Monday, February 1, 2010

Cowardice, Divorce and YOU (me)

Well, I shouldn't be shocked, but here I am feeling utterly shocked and thoroughly devastated. Interesting aside: I cried so hard that I almost threw up! I don't recommend it to anybody, but it was an interesting sensation.

Jen has decided that divorce is the best way to "work on 'us'". Why do any kind of couples therapy when you can just get divorced? Easy peasy! This is all such bullshit that it practically defies description.

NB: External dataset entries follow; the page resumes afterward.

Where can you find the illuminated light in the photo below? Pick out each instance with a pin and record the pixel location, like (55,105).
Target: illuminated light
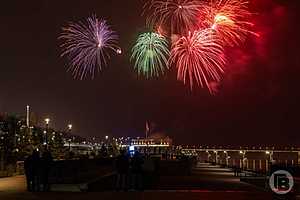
(231,19)
(199,59)
(178,14)
(119,51)
(86,45)
(131,148)
(150,55)
(70,126)
(47,120)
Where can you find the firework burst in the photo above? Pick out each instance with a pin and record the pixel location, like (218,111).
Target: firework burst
(180,15)
(86,44)
(150,54)
(198,57)
(229,18)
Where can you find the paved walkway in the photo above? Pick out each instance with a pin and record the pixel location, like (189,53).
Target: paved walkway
(207,182)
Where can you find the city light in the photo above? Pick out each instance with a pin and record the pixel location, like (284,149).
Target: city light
(47,120)
(70,126)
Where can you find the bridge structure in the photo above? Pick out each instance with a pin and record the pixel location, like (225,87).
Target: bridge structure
(255,158)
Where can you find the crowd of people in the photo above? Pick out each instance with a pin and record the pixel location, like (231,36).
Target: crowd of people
(129,171)
(37,168)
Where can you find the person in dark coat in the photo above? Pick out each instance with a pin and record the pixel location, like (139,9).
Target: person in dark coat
(122,167)
(46,163)
(137,171)
(36,164)
(28,167)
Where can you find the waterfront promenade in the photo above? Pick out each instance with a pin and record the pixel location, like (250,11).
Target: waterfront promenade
(206,182)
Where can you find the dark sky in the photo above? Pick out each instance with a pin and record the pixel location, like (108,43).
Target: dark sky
(257,103)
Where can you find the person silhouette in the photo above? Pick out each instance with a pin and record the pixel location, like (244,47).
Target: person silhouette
(46,163)
(35,170)
(137,171)
(122,167)
(28,167)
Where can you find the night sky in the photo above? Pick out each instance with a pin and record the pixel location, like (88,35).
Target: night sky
(257,102)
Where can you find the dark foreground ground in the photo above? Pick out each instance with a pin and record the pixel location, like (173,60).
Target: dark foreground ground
(206,182)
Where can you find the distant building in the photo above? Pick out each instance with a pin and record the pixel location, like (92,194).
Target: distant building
(155,144)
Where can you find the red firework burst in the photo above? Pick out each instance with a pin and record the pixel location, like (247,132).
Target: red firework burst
(199,57)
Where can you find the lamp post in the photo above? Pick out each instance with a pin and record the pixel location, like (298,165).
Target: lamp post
(226,158)
(70,131)
(47,120)
(243,158)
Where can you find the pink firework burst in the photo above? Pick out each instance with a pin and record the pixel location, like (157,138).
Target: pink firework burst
(86,45)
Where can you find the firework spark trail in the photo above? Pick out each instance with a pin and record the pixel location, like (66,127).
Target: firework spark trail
(229,18)
(199,57)
(86,45)
(180,15)
(150,54)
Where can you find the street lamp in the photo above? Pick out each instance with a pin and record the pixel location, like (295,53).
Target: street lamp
(47,120)
(243,156)
(70,131)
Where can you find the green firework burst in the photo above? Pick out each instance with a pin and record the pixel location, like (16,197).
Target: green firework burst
(150,54)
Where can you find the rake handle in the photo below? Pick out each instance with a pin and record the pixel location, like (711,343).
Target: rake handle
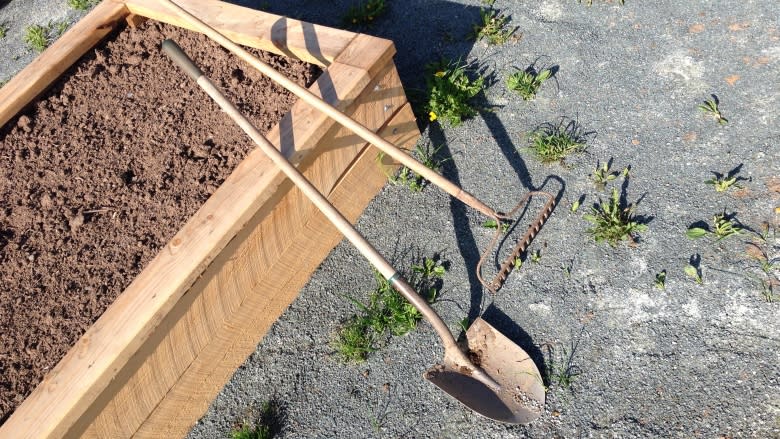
(342,224)
(332,112)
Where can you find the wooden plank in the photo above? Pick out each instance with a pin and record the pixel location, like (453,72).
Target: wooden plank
(46,68)
(274,33)
(269,291)
(115,340)
(199,341)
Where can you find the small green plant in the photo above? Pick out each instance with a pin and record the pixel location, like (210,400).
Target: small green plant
(613,222)
(561,370)
(722,227)
(269,423)
(450,92)
(660,280)
(492,224)
(387,312)
(415,182)
(364,13)
(82,5)
(492,27)
(527,82)
(603,175)
(552,143)
(710,106)
(724,182)
(590,2)
(694,273)
(39,37)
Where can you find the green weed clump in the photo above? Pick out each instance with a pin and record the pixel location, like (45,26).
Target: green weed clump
(527,82)
(492,27)
(429,158)
(364,13)
(613,222)
(450,92)
(82,5)
(387,312)
(722,227)
(38,37)
(553,143)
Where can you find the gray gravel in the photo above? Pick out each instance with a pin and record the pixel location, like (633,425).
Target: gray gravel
(688,361)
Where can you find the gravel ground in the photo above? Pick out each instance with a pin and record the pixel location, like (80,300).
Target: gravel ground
(689,360)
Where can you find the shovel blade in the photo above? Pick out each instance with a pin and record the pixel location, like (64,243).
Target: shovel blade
(521,397)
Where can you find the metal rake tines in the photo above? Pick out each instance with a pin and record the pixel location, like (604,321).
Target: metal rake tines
(522,244)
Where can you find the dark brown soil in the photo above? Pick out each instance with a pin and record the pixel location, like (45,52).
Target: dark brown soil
(100,173)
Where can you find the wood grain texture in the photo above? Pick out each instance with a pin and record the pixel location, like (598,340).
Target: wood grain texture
(248,27)
(158,355)
(46,68)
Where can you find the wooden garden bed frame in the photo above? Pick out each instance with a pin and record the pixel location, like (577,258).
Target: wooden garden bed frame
(152,363)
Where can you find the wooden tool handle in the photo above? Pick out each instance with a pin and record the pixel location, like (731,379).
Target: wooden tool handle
(332,112)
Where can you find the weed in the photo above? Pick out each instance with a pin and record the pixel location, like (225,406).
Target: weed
(660,280)
(552,143)
(82,5)
(767,280)
(39,37)
(710,106)
(694,273)
(590,2)
(724,182)
(387,312)
(722,227)
(527,82)
(492,224)
(270,422)
(561,370)
(604,174)
(613,222)
(364,13)
(407,177)
(450,91)
(492,28)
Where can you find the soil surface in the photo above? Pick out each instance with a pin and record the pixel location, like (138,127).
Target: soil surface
(100,173)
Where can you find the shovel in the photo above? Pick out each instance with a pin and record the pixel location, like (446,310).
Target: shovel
(499,381)
(505,267)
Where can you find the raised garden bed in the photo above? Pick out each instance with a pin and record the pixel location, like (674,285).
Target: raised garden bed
(155,358)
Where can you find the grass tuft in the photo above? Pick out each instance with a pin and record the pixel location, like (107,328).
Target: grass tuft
(492,27)
(450,92)
(364,13)
(613,222)
(553,143)
(527,82)
(387,312)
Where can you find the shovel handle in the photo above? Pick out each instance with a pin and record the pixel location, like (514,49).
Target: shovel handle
(335,114)
(319,200)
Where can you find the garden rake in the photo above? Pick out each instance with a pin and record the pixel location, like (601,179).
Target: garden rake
(505,267)
(496,379)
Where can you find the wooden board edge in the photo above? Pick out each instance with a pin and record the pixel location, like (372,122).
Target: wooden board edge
(249,27)
(46,68)
(90,365)
(363,172)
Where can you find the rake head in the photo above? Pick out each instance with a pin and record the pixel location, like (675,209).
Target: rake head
(507,265)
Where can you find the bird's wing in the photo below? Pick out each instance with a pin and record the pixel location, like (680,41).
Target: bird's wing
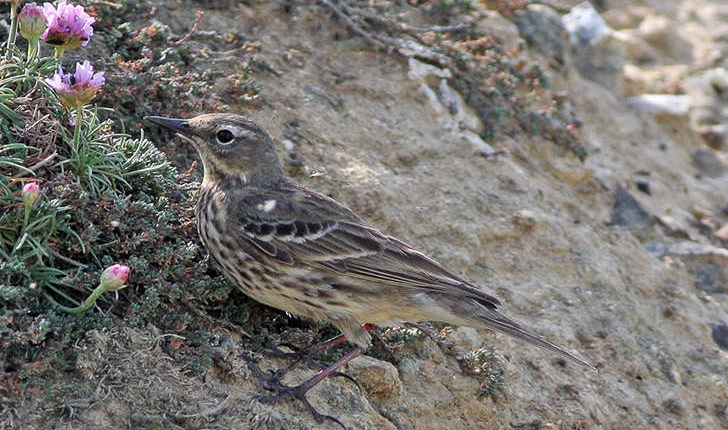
(299,226)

Naturally, my depression is the chief culprit, but she does admit that she doesn't have any idea how to relate to or deal with it. Then again, she actually said, "I guess I'm not a strong enough person to deal with the ADD and depression". This coming from a woman who is without a doubt one of the strongest people I've yet met; which makes this sound to my ears like, "I guess I can't be bothered to deal with your problems or learn anything about them". Refusing to do any kind of couples therapy all the while, mind you; which smacks of cowardice to me.

So, now I'm trying to figure out what to do with myself. I'm going to start boxing up all my shit today and move it into storage. After that, I don't know what. I can't sleep on my sister's couch for long, their place is just too small to comfortably accommodate three adults (one of whom is an intermittently blubbering mess). I have no job (still!), no money and - in a way - nowhere to go. Fuck my life.

Apologies for the Negative Nelly-ism.